I think it may just be a weird model, because the huggingface page says it has no intruction template. My current go-to writing/roleplay model is Sao10K/Fimbulvetr-11B-v2, I highly recommend it. Also, you should experiment with using SillyTavern as an Oobabooga frontend, as it can properly load TavernAI cards, and has much better generation presets and instruction templates.
#What are Instruction and Chat templates, and how do I use them?
1 messages · Page 1 of 1 (latest)
I've already heard of SillyTavern; frankly, I'm already swamped with enough settings with all the setup and testing I did for WebUI, I don't need even more of that just to get a fancier front end. I have no interest in image generation, text-to-speech, or speech-to-text. Does it have more benefits besides those?
And thanks for the model suggestion, I'll definitely take a look!

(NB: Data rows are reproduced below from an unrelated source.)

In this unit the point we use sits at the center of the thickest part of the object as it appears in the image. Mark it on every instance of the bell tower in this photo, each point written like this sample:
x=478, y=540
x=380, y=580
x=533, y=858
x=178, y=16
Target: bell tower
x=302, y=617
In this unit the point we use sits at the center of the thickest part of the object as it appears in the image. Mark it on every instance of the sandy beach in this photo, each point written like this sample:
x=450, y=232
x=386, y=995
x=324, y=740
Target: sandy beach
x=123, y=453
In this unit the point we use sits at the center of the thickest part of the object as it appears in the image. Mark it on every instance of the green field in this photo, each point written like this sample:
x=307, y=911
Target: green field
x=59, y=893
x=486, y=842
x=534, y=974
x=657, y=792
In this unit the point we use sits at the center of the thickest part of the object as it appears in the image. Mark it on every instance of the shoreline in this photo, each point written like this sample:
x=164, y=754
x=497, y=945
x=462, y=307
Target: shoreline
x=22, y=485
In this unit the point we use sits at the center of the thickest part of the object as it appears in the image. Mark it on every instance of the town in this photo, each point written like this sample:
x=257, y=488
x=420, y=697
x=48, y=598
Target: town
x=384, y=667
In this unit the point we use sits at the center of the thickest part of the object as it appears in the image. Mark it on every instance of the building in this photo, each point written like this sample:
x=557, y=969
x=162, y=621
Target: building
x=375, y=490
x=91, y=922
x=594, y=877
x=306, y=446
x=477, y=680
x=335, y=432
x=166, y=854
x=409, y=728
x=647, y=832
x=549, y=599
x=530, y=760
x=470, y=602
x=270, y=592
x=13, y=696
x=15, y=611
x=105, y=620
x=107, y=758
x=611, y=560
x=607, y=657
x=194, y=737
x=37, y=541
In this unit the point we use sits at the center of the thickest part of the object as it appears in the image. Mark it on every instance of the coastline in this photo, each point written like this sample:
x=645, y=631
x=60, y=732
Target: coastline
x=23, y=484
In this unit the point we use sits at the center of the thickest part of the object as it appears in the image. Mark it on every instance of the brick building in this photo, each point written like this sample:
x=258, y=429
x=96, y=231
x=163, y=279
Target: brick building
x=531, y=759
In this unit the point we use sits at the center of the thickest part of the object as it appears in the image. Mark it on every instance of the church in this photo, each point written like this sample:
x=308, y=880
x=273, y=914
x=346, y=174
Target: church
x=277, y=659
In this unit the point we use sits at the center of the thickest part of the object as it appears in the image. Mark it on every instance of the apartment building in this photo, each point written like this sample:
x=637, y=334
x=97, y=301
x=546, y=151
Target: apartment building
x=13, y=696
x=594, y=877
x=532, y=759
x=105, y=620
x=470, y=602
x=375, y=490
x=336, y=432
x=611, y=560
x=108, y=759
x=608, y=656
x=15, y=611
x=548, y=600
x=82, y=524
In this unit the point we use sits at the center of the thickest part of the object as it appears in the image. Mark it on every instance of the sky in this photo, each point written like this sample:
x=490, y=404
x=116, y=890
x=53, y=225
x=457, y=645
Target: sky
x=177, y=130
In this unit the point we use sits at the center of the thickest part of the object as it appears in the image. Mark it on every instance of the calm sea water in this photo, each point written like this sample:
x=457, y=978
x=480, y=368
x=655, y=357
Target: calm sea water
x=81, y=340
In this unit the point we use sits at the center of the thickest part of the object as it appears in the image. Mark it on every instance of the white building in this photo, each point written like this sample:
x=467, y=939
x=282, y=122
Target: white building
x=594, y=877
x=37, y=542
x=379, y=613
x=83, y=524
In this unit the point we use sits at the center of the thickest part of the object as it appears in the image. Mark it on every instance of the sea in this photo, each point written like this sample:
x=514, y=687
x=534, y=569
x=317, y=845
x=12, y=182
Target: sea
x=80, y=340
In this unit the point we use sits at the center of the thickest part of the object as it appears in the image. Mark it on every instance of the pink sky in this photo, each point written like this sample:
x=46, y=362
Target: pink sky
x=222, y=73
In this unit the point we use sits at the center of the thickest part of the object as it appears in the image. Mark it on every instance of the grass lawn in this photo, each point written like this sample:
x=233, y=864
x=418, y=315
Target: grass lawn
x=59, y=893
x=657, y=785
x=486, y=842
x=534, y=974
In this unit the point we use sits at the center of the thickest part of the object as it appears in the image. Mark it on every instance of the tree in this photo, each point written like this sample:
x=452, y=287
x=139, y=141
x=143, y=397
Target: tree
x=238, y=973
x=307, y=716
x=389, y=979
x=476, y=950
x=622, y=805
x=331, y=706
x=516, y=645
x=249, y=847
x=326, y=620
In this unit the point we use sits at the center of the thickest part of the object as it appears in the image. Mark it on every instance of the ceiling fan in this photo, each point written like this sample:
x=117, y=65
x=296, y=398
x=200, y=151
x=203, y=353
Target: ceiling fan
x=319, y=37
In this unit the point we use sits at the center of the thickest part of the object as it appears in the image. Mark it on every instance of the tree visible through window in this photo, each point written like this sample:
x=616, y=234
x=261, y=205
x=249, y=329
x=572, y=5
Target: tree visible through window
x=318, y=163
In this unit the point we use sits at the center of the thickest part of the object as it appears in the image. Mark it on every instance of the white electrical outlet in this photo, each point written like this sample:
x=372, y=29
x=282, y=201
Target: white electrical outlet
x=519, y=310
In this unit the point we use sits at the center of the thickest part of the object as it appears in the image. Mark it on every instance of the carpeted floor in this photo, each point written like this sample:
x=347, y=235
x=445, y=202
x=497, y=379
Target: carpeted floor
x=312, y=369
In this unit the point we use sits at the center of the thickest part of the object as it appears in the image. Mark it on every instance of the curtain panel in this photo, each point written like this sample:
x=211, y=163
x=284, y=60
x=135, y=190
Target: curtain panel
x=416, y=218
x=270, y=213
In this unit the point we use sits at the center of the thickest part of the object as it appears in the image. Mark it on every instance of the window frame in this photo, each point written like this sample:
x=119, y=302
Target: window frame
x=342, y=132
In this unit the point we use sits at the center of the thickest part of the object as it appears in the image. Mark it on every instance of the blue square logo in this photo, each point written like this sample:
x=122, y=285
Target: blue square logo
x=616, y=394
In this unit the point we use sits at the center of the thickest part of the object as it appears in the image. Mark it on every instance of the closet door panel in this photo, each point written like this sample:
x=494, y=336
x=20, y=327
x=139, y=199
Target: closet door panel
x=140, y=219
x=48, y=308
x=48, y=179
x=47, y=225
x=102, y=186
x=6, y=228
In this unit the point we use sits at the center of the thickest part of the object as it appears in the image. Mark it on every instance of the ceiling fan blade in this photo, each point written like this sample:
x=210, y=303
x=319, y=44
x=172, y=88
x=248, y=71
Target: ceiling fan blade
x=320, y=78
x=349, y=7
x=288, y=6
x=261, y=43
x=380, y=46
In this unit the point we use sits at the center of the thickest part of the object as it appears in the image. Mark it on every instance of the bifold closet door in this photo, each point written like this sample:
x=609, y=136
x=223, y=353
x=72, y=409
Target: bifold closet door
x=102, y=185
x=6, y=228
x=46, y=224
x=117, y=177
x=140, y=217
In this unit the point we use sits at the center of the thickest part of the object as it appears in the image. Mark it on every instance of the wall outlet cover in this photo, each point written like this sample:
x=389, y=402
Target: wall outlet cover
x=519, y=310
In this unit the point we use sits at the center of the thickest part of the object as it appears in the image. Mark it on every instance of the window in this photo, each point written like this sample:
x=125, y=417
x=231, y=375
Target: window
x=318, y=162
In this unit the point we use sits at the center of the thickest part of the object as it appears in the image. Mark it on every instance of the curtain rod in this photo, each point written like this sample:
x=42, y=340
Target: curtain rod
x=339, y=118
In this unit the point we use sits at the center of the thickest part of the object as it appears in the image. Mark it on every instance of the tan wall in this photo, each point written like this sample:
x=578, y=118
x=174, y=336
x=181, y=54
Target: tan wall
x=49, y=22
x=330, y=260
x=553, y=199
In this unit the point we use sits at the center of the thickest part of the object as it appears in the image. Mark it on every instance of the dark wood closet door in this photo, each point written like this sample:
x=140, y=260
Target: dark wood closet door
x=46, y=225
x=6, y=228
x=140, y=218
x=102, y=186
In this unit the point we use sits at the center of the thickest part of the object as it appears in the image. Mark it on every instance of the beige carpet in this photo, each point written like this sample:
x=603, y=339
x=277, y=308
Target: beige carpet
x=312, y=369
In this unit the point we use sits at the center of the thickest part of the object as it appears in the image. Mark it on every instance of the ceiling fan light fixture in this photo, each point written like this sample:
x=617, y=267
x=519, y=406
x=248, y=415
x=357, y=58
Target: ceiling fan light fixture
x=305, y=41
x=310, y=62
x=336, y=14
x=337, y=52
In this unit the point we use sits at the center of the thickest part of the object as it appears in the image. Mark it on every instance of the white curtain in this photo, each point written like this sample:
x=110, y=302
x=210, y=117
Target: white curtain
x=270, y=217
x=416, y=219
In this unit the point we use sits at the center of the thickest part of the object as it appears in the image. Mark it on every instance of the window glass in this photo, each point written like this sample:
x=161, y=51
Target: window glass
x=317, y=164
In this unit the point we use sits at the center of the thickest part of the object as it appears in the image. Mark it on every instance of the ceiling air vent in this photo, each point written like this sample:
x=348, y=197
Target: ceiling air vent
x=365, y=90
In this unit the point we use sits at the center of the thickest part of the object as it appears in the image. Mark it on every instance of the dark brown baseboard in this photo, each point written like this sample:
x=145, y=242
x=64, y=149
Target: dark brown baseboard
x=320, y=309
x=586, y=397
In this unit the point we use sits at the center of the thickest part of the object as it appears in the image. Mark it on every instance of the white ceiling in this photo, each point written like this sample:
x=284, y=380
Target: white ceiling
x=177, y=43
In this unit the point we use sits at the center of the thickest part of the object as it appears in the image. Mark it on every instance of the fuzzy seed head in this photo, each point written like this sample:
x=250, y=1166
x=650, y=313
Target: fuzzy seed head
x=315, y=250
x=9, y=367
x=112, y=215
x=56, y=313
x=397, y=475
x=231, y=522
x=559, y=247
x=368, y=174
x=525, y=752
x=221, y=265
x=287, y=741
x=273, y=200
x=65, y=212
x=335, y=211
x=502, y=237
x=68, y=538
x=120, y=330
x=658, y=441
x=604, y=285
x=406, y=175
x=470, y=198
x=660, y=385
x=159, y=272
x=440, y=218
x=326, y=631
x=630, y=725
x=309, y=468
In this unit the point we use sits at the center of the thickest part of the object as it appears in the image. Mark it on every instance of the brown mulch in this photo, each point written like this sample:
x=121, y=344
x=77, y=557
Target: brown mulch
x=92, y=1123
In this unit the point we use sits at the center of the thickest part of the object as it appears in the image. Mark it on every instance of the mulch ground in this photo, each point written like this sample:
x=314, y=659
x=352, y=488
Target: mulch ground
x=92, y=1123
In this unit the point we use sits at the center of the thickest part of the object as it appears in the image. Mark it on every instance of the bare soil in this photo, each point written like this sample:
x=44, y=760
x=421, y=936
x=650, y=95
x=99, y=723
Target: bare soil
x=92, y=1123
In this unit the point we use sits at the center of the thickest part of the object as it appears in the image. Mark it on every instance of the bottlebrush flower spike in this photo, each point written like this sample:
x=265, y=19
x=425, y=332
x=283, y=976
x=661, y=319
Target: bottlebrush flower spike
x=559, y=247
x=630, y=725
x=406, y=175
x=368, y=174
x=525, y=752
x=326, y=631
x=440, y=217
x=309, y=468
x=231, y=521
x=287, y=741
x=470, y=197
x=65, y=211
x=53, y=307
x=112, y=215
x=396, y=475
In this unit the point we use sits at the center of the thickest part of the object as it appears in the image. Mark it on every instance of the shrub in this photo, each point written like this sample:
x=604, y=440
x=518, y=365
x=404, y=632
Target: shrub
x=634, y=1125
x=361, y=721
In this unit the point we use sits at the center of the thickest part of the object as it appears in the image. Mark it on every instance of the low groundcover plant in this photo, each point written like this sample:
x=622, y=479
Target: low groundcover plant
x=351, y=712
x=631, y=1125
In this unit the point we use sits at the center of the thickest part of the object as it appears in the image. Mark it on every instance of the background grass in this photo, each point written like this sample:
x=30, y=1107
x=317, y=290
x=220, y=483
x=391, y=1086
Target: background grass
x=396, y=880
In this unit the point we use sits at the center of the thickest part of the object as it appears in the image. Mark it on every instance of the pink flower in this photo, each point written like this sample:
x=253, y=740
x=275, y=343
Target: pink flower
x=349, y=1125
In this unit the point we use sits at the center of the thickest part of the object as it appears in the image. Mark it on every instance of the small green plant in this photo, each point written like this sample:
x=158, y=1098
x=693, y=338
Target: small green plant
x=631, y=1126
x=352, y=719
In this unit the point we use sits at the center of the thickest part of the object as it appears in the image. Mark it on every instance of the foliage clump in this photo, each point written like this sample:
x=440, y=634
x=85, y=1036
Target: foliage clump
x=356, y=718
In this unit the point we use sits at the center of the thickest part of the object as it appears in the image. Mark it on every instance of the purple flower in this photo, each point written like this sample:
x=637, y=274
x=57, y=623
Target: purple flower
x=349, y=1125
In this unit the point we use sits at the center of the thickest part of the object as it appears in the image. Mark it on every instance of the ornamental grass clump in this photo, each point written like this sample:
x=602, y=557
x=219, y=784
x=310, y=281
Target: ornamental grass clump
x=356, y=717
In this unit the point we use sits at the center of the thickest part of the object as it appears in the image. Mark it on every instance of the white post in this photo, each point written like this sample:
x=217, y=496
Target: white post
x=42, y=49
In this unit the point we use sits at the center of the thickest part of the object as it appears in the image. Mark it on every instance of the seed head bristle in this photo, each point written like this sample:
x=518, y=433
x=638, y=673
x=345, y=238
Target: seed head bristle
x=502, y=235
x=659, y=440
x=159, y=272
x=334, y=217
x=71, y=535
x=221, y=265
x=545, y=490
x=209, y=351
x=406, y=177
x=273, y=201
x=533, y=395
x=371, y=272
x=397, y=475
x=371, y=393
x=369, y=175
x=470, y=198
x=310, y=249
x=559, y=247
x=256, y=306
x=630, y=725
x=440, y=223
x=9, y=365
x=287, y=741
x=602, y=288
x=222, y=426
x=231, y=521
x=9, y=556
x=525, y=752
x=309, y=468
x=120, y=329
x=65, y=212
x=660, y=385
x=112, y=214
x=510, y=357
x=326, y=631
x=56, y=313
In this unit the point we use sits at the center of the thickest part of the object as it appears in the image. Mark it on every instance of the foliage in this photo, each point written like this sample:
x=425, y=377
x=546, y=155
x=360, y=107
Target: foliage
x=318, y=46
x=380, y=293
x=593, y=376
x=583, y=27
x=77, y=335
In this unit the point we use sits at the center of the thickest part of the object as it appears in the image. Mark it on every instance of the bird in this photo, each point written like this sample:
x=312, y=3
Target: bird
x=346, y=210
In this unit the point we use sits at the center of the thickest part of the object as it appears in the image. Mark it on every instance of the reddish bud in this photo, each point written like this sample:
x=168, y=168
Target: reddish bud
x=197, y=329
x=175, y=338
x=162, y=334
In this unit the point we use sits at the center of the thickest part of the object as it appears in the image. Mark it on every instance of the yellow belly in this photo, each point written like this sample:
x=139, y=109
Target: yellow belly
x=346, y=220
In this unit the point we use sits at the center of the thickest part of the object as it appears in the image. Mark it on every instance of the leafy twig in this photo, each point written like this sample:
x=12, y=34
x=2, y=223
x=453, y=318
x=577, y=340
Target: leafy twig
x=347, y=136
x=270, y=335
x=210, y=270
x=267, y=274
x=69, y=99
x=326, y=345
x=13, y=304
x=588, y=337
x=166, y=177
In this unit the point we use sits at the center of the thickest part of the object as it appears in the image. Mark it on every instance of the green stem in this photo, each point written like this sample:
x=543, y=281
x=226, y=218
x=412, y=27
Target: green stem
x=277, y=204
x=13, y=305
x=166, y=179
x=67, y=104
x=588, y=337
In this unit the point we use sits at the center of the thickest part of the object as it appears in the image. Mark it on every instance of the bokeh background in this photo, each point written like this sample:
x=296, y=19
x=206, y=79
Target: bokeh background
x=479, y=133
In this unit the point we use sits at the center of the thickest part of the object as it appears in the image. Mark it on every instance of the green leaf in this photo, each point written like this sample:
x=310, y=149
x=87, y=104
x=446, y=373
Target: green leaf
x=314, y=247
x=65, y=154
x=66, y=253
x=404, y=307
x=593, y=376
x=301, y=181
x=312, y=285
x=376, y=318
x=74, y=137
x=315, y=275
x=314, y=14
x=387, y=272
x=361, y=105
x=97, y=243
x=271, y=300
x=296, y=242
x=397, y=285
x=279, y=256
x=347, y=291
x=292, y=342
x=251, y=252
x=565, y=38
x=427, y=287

The primary reason I use SillyTavern is actually to not get swamped with settings lol
SillyTavern has a bunch more presets for different settings, meaning I dont have to stare at number sliders all day
So it completely takes over WebUI, you don't need to change settings in both if you use it as a front end?
you need to load a model using Oobaboogas webui, and then SillyTavern can take the wheel from there
Also in my case, I don't think I need TavernAI cards either, since I'm making my character entirely from scratch and not basing it on any existing one
If it's that much simpler, I'll look into it further
I still believe that the issue with your model spewing gibberish is model-related, most models under the model info on their huggingface pages should tell you which instruction template to use, but for some reason Yarn Mistral 7B 128k AWQ doesnt
quite odd
It isn't really gibberish; I haven't done enough testing, but it seemed to just not act as it should. 'Chat' mode works a lot more like expected. I don't particularily understand your suggested model's prompt formats either, though:
Which one of these would I use, and how would they be extended?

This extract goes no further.